Gartner recently released new research on Critical Capabilities for Corporate Performance Management Suites that evaluates 12 vendors across 9 critical capabilities in CPM. I love this research because it goes a bit deeper than the Magic Quadrant for CPM Suites. It allows you to look at the specific capabilities that are most important to your business and see which vendors are strong in those particular capabilities.
You can download the research here and see how Gartner ranks each vendor across the 9 critical capabilities and as well as how Gartner weights the capabilities for different types of businesses:
1. Less than $250 million in annual revenue
2. $250 million to $1 billion in annual revenue
3. Greater than $1 billion in annual revenue
4. Individual business units within large organizations
Here are the scores for each vendor on each of the capabilities:
2014-08-11 vendors scores
One evaluation they did not do was how the vendors ranked across all the critical capabilities, so I took the liberty to do that math for Gartner.
Average (across all 9 capabilities)
Tagetik
3.83
Host Analytics
3.60
Longview
3.58
IBM
3.57
SAP
3.47
Oracle
3.47
Adaptive Insights
3.39
Anaplan
3.39
Board International
3.32
Prophix
3.15
Infor
3.12
SAS Institute
2.98
To figure the average across all of the critical capabilities I added the score of each vendor across all of the capabilities and divided by 9 (there are 9 critical capabilities as defined by Gartner).
I was very pleased (but not at all surprised) to find Tagetik at the top of this list because of our mission to develop a financial performance platform that delivers much more than a single point solution or a set of separate integrated products. Our ranking at the top shows that our approach is working and that our customers are benefiting from a platform that addresses multiple processes with deep financial functionality yet is easy to use, implement, maintain and upgrade.

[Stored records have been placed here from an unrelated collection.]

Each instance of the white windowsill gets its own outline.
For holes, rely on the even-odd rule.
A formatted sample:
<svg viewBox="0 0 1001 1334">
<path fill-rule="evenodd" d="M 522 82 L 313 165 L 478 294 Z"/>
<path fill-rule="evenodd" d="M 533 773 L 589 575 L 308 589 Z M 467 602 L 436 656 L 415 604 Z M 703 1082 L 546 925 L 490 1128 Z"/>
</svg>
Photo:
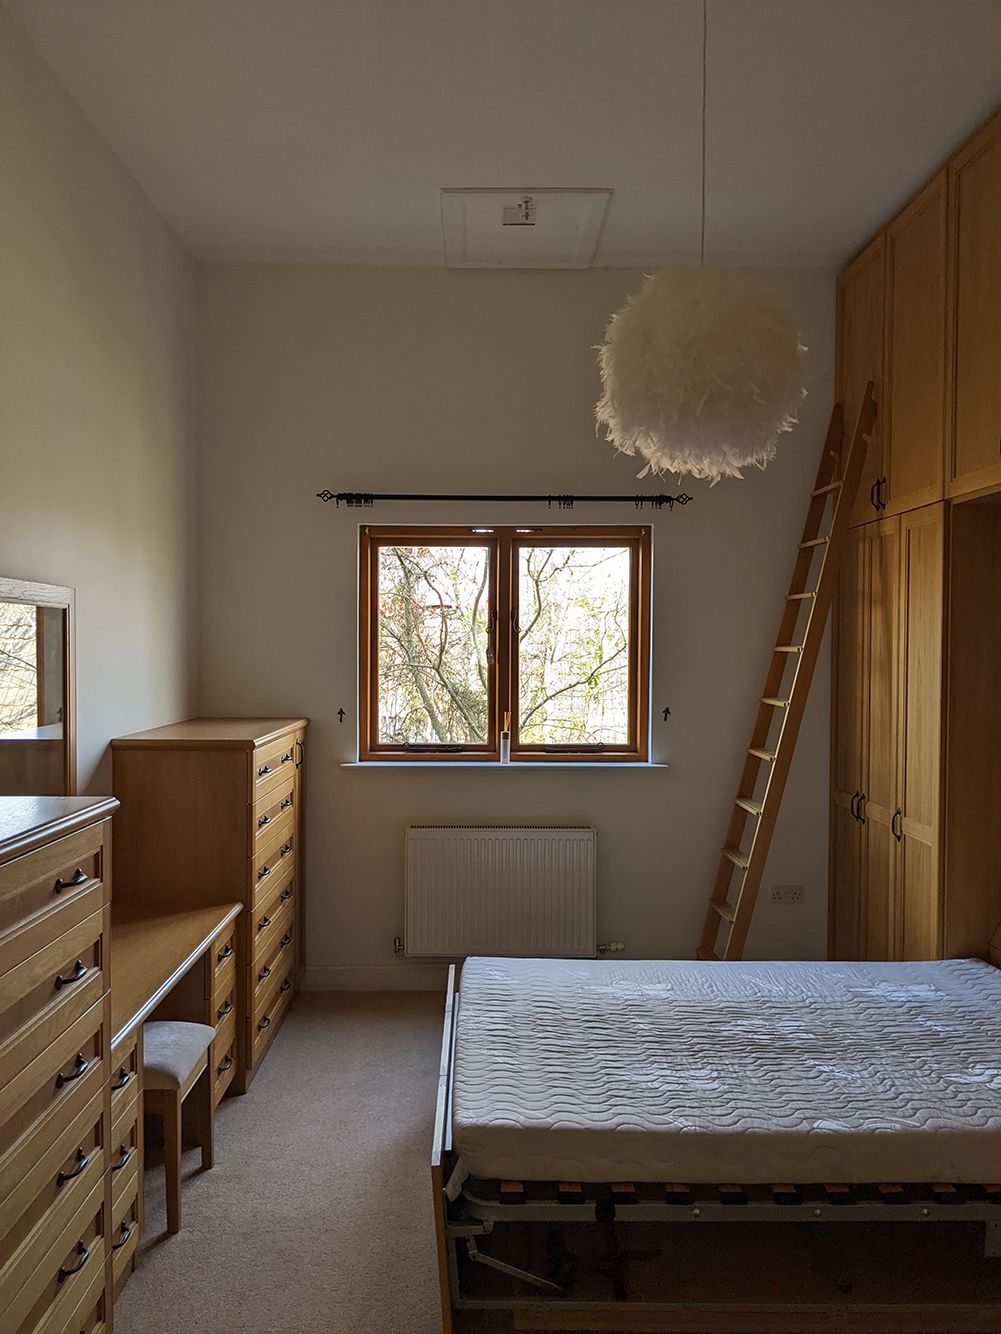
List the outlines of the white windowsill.
<svg viewBox="0 0 1001 1334">
<path fill-rule="evenodd" d="M 340 766 L 342 769 L 485 769 L 494 773 L 498 769 L 597 769 L 607 774 L 610 769 L 670 769 L 669 764 L 658 764 L 649 760 L 535 760 L 528 763 L 513 761 L 500 764 L 496 760 L 349 760 Z"/>
</svg>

It is very rewarding to see that finally the “one version of the truth” concept that has been the mantra of CPM vendors since Oracle, IBM, and SAP first acquired their way into the CPM market has finally become a reality. It is ironic however, that the megavendors have promised better integration since the acquisitions first happened in 2007 yet as you can see above they still struggle mightily with ease of use, implementation, maintenance and upgrade.
When you are considering a CPM investment, consider the short-term pain you are trying to address but also what you will tackle after that pain is addressed. What additional products will you need to buy, what additional technologies will you need to implement, what additional technical skill sets will you need to find, how will you integrate it all, do you want it on the cloud now and if not might you down the road? It pays to think this through before making a point solution decision.
Of course I think Tagetik has the best approach for addressing the short and long-term needs of finance with a really strong combination of deep functionality, ease of use, and TCO. It is research like this that helps buyers of CPM software understand that there is more to CPM than meets the eye; that CPM software is not a commodity; and that not all CPM software is created equal.